Perlu dipahami oleh masyarakat Indonesia bahwa sampai hari ini belum ada kantong plastik yang ramah lingkungan bila bersentuhan dengan tanah. Jadi apa yang dikampanyekan oleh kelompok tertentu selama ini bahwa ada plastik ramah lingkungan versi tanah itu bisa dipastikan adalah berita bohong atau hoax.
Justru kantong plastik yang di klaim sebagai ramah lingkungan yang berbahan oxo itu, tidak bisa didaur ulang bersama kantong plastik konvensional. Bisa ditelisik di TPA, pemulung tidak mengambil atau mengabaikan kantong plastik yang diduga ramah lingkungan itu.
Disimpulkan bahwa makna dan arah ramah lingkungan dalam regulasi persampahan adalah kurangi sampah dengan kelola sampah di sumber timbulannya. Baik itu sampah organik maupun sampah anorganik. Semua sampah harus dikelola di kawasannya dengan melibatkan full masyarakat dengan orientasi ekonomi.
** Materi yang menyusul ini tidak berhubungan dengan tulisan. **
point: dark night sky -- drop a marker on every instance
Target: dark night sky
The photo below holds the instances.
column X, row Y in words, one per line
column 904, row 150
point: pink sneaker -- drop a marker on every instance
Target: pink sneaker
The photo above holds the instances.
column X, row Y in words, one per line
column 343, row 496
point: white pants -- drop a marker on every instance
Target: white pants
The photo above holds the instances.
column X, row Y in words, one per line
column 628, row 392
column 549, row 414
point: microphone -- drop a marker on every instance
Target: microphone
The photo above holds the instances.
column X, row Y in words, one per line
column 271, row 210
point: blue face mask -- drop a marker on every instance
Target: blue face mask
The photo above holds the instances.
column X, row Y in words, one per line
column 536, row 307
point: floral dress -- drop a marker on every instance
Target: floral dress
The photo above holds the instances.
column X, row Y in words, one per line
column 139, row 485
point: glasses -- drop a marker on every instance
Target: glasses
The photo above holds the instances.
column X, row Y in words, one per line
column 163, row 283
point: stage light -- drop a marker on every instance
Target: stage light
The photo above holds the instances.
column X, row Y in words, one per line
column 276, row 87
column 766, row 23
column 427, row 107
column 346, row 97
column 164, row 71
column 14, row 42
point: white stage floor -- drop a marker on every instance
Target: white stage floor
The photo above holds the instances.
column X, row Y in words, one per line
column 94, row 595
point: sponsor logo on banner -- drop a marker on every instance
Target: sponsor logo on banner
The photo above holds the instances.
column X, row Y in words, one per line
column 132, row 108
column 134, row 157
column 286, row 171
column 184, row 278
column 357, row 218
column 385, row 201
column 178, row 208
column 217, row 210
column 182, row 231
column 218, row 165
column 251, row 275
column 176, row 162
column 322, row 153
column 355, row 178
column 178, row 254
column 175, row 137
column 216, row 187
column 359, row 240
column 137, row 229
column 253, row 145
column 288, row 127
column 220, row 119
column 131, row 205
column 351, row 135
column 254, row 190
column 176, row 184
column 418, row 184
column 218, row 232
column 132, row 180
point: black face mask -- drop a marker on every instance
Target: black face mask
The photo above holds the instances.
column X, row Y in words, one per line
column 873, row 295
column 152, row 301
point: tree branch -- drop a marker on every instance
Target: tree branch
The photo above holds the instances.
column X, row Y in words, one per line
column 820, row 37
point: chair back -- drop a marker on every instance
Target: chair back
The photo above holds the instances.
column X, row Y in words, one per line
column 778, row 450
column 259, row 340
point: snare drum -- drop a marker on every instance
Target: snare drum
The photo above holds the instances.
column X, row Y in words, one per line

Petunjuk dan amanat regulasi persampahan, khususnya pada Pasal 13 dan 45 UUPS sangat jelas mengarahkan pemilahan dan pengelolaan di sumber timbulan. Serta pada Pasal 44 UUPS mengarahkan pengelolaan residu sampah di TPA, dan pasal-pasal ini wajib dilaksanakan sejak tahun 2009, setahun setelah UUPS diundangkan.
Pasal-pasal ini merupakan basic circular economy atau basic keberadaan kelembagaan bank sampah disetiap wilayah desa atau kelurahan. Sekaligus pembuktian bahwa sampah itu adalah investasi. Bila pasal-pasal tersebut tidak dijalankan. Maka sepanjang masa, sampah terus menjadi beban rakyat dan pemerintah.
Pemerintah dan pemerintah daerah mutlak bergandengan dengan pengelola bank sampah disetiap kawasan. Bank sampahlah yang menjadi ujung tombak pemerintah dan pemda dalam melaksanakan tata kelola sampah atau waste management. Bank sampah adalah subyek dalam pengelolaan sampah, bukan dijadikan obyek permainan oleh oknum penguasa dan pengusaha.